Commentary | Michigan demonstrators protesting a new “right to work” bill (often dubbed a “right to work for less” move by opponents) have crowded the Capitol in Lansing, chanting “this is our house” and “what’s disgusting, union busting!” in an attempt to sway Gov. Rick Snyder from signing the controversial legislation as he has promised in recent weeks.
The Michigan “right to work” legislation is part of a larger push to erode the rights of workers, seen in recent years in states like Wisconsin where the anti-union push by Gov. Scott Walker caused similar protests at the Capitol.
Michigan’s pro-union protests — which, by estimates on Twitter, have drawn at least 13,000 demonstrators — are particularly significant due to the state’s rich history and heavy number of unionized residents (17.5 percent, by some estimates). The United Auto Workers union has a large presence in the state and at the protest, and weakening that base will go a long way to hobbling union support in the Midwest overall.
While anti-union forces — strongly supported by large corporations looking to do away with pesky workplace safety and minimum wage regulations — lobby and astroturf for “right to work” laws, the legislation dilutes union power by allowing workers to take advantage of “free rider” clauses. US Rep. Sander Levin, a Democrat, explains:
“The union is required by law to provide equal benefits to every member of that bargaining unit, whether they join or not … They’re required to provide equal benefits to everyone.”
And thus, “right to work” laws allow for effective union power reductions by forcing the labor organizations to provide the same resources while reducing support by workers themselves for the unions charged with protecting them.

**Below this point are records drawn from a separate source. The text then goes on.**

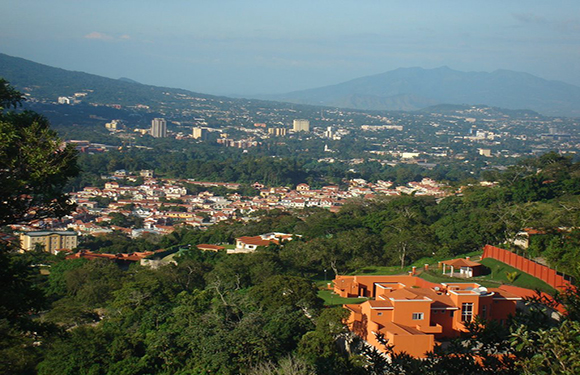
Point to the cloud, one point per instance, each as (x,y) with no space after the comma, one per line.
(99,36)
(529,18)
(95,35)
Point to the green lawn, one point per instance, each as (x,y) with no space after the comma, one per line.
(332,299)
(435,276)
(495,278)
(524,280)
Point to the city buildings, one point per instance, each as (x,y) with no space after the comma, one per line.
(51,241)
(199,133)
(300,125)
(158,128)
(277,132)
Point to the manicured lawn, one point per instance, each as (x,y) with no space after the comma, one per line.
(523,280)
(332,299)
(495,278)
(435,276)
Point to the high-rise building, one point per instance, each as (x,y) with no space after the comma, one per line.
(50,241)
(199,133)
(158,128)
(278,132)
(329,133)
(300,125)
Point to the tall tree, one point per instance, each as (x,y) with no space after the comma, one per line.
(34,164)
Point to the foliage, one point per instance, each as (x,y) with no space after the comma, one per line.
(34,166)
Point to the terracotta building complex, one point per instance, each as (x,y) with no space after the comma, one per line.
(412,313)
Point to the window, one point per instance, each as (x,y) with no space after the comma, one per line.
(466,311)
(417,316)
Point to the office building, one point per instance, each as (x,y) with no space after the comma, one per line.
(51,241)
(199,133)
(413,314)
(300,125)
(158,128)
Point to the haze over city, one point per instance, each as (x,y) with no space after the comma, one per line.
(263,47)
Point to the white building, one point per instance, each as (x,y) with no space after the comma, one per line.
(158,128)
(301,125)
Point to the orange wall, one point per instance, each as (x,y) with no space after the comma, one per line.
(540,271)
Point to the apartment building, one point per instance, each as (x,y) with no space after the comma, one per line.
(52,241)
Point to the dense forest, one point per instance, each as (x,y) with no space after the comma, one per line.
(260,313)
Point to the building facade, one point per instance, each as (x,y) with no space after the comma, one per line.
(199,133)
(301,125)
(159,128)
(412,314)
(51,241)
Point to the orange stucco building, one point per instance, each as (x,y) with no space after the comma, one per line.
(411,313)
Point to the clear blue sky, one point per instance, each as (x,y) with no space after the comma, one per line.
(269,46)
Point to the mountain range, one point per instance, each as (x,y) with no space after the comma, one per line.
(404,89)
(416,88)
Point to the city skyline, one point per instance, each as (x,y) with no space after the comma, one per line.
(259,47)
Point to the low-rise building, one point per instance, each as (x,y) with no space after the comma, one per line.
(51,241)
(411,314)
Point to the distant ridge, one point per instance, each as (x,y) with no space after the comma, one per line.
(417,88)
(48,83)
(125,79)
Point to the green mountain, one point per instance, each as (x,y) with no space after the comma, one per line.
(44,82)
(416,88)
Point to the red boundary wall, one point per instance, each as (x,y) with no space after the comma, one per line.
(538,270)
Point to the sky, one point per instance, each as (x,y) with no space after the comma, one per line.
(252,47)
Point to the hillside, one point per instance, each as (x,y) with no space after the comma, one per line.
(48,83)
(416,88)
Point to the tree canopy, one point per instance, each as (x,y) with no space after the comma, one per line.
(34,164)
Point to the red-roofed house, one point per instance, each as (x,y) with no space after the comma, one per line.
(208,247)
(412,317)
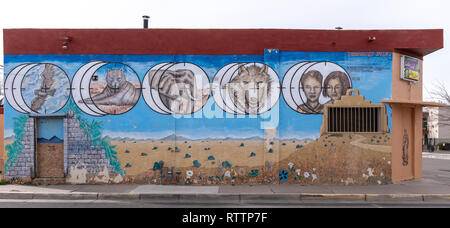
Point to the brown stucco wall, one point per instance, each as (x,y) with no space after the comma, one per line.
(406,117)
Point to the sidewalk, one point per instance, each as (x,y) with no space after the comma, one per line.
(435,185)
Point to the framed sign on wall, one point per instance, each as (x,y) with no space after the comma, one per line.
(410,68)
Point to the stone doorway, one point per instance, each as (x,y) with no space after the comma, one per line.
(49,147)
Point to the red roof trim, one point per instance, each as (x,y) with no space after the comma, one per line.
(216,41)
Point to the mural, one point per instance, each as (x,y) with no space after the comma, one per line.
(219,119)
(37,88)
(246,88)
(307,86)
(176,88)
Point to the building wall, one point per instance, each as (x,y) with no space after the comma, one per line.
(406,125)
(2,145)
(153,129)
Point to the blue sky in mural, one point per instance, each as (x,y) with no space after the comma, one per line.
(370,74)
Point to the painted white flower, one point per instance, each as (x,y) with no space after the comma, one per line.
(306,174)
(189,174)
(290,165)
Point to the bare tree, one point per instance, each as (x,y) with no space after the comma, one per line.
(439,93)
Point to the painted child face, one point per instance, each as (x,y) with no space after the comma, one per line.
(312,89)
(334,89)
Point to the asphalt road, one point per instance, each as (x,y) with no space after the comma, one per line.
(9,203)
(434,169)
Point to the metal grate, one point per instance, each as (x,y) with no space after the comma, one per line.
(354,119)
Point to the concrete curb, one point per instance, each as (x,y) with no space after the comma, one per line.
(225,198)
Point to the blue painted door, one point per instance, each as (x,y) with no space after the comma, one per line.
(50,148)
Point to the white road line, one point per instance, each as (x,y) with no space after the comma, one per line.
(436,156)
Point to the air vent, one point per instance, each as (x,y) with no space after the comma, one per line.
(354,114)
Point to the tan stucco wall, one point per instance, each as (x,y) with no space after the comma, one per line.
(2,147)
(407,117)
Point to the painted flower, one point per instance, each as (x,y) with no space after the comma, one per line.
(189,174)
(242,172)
(370,171)
(283,175)
(306,174)
(290,165)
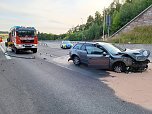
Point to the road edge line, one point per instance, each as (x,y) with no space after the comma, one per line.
(7,57)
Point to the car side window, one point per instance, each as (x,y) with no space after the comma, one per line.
(77,46)
(91,49)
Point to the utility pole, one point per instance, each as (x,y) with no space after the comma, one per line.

In Detroit on Monday, President Barack Obama spoke on the issue of union busting in states like Michigan, telling workers that voters have been tricked into believing unions are to blame for the current state of employment in the US and that they’ve been sold a false bill of goods:
“You know, these so-called right-to-work laws, they don’t have to do with economics … They have everything to do with politics. What they’re really talking about is giving you the right to work for less money.”
The effects are chilling, as they will be in the already suffering state of Michigan. If “right to work” legislation passes in Michigan, workers can look forward to making at least $1,500 less on average per year than their counterparts in states without similar laws on the books. Workplace deaths are more than 52 percent more likely to occur in “right to work” states, and workers in those states are less likely to receive employee benefits like healthcare coverage.
Critics also counter that of the 12 states with the highest unemployment, eight have enacted similar “right to work” laws that restrict the number of union jobs. Do you agree with Michigan protesters that “right to work” laws are not in the state’s best interests?